Die Auffassung von einem „Kampf der Kulturen“ weist er entschieden zurück. „Es gibt keinen Krieg zwischen dem Westen und dem Islam,“ sagte Wolfowitz in einer Rede vor Studenten der Georgetown School of Foreign Service: „Hier werden falsche Trennlinien gezogen. Ob Koran, Bibel oder die Genfer Konventionen: Alle basieren auf einer universalen Achtung des menschlichen Lebens und der Verankerung eines fundamentalen, moralischen Schutzes von Menschenrechten und von Zivilisten. Die Extremisten töten ohne Einschränkung, sie gewinnen die Verzweifelten mit dem falschen Versprechen, dass Selbstmordattentate und Mord sie ins Paradies führen würden, und sie benutzen heilige Stätten, Waisen- und Krankenhäuser für ihre Militäraktionen. Sie bilden nur eine kleine Minderheit unter mehr als einer Milliarde Muslime in der Welt. Und sie haben nicht nur dem Islam den Krieg erklärt, sondern der gesamten zivilisierten Welt.“

Von Natur aus ein Optimist und Idealist aus Überzeugung, ist Wolfowitz fest davon überzeugt, dass der Krieg gegen den Terror die christliche und muslimische Welt eher einigen als spalten wird.

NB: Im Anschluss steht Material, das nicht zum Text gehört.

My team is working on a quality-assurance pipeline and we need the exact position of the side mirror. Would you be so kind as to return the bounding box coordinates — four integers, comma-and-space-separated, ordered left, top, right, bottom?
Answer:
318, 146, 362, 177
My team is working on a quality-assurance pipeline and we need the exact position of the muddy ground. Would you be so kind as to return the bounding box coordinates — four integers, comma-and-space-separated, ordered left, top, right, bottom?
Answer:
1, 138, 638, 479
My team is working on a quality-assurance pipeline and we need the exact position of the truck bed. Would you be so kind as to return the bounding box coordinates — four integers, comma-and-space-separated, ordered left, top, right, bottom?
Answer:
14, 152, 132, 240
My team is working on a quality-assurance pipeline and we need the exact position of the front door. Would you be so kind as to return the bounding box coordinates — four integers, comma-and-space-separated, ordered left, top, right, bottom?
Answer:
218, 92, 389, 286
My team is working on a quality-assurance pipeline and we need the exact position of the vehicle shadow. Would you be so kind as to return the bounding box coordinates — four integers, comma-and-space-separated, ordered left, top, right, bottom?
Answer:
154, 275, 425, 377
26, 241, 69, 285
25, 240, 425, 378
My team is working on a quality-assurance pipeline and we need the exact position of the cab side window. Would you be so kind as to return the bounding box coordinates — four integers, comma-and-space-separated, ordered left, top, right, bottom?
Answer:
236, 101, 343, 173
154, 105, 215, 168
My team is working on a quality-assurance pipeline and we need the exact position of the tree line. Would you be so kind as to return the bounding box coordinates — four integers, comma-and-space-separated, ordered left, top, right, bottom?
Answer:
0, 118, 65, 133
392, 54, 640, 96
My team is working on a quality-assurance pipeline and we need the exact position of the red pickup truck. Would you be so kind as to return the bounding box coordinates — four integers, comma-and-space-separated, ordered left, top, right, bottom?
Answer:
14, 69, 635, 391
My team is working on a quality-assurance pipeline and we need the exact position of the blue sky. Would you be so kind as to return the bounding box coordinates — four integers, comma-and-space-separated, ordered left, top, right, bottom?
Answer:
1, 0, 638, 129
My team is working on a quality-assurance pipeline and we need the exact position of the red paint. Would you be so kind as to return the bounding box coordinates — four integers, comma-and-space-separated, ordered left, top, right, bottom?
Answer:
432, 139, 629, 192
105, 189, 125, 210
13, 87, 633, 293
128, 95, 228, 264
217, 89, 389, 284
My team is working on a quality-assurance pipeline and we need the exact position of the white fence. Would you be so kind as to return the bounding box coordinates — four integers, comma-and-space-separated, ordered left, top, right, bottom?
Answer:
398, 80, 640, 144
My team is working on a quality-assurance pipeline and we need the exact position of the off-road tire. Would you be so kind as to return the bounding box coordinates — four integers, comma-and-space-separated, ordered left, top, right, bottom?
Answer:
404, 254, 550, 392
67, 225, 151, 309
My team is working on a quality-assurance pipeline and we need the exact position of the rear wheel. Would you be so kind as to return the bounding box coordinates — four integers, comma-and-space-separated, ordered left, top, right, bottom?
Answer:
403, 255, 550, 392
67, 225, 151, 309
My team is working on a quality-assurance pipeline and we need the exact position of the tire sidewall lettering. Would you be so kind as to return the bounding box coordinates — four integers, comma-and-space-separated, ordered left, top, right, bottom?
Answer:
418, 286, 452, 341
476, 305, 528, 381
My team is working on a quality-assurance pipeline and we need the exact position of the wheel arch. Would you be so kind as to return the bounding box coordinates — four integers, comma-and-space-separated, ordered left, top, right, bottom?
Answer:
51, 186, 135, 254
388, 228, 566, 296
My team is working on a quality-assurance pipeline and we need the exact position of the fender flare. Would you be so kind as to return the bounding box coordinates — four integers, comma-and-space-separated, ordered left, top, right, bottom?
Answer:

Wie eine Kooperation von West und Ost den Terrorismus besiegen könnte, beschrieb er nur acht Monate nach den Attentaten des 11. September in einer Rede vor dem World Affairs Council: „Um den Kampf gegen den Terrorismus zu gewinnen und dabei eine friedlichere Welt zu schaffen, müssen wir an die Millionen moderater und toleranter Menschen in der muslimischen Welt appellieren, die nach den Segnungen der Freiheit, Demokratie und freien Marktwirtschaft streben. Diese Werte werden manchmal als ‚westliche Werte‘ beschrieben, in Wirklichkeit aber sind sie universell. Wir müssen begreifen, dass die Terroristen nicht nur uns attackieren, sondern auch ihre muslimischen Brüder, denen sie ein mittelalterliches, intolerantes und tyrannisches Gesellschaftssystem aufzwingen wollen. Die Millionen Muslime, die Freiheit und Wohlstand ersehnen, die wir Amerikaner genießen, stehen an vorderster Front im Kampf gegen den Terrorismus.“

Wolfowitz’ Vermächtnis

„Freiheit“, schrieb Paul Wolfowitz, „ist das Bindemittel für die tragfähigsten Bündnisse der Welt. Und sie ist das Lösungsmittel, das Tyranneien beseitigt.“ Es bleibt natürlich abzuwarten, ob sich seine Vision eines Nahen Ostens, in dem die Demokratie siegen wird, tatsächlich verwirklichen lässt. Aber einige Anzeichen deuten darauf hin. Hunderttausende Palästinenser wählten im Januar 2005 einen neuen Präsidenten. Hoffnungslosigkeit und Gewalt, die Markenzeichen der Herrschaft Jassir Arafats, sollten damit beendet werden. Saudi-Arabien, eine absolutistische Monarchie, hielt im Februar zum ersten Mal seit 40 Jahren Regionalwahlen ab. Dies ist ein kleiner, aber wichtiger Schritt in Richtung Demokratisierung. Im Libanon führten Demonstrationen zum Rücktritt der prosyrischen Regierung in Beirut und zwangen die Syrer, nach 29 Jahren der Besatzung abzuziehen.

Die Geburt einer Demokratie im Irak wird aber sicherlich zu Wolfowitz’ Vermächtnis werden. Während die Terroristen weiterhin einen brutalen Kampf gegen die Freiheit im Irak führen, muss sich Saddam Hussein vor Gericht für seine entsetzlichen Verbrechen gegen das irakische Volk verantworten. Die Zeiten der Folterkammern und Völkermorde in einem der barbarischsten Regime der Neuzeit gehören damit der Vergangenheit an.

Trotz der großen Einschüchterungskampagne der Terroristen beteiligten sich im Februar 8,5 Millionen Iraker oder 58 Prozent der Bevölkerung an der Wahl für die irakische Übergangs-Nationalversammlung. Viele von ihnen durften zum ersten Mal in ihrem Leben ihre Stimme abgeben.

Der Erfolg der Wahlen im Irak war ein überwältigendes Zeugnis der Sehnsucht des irakischen Volkes nach Freiheit und sollte als eine der größten Leistungen der US-Außenpolitik in der Ära nach dem Kalten Krieg betrachtet werden. Es war ein beeindruckender Ausdruck einer Revolution, die nicht zu einem unerheblichen Teil Paul Wolfowitz zu verdanken ist.

Bibliografische Angaben

Internationale Politik 6, Juni 2005, S. 40 - 45.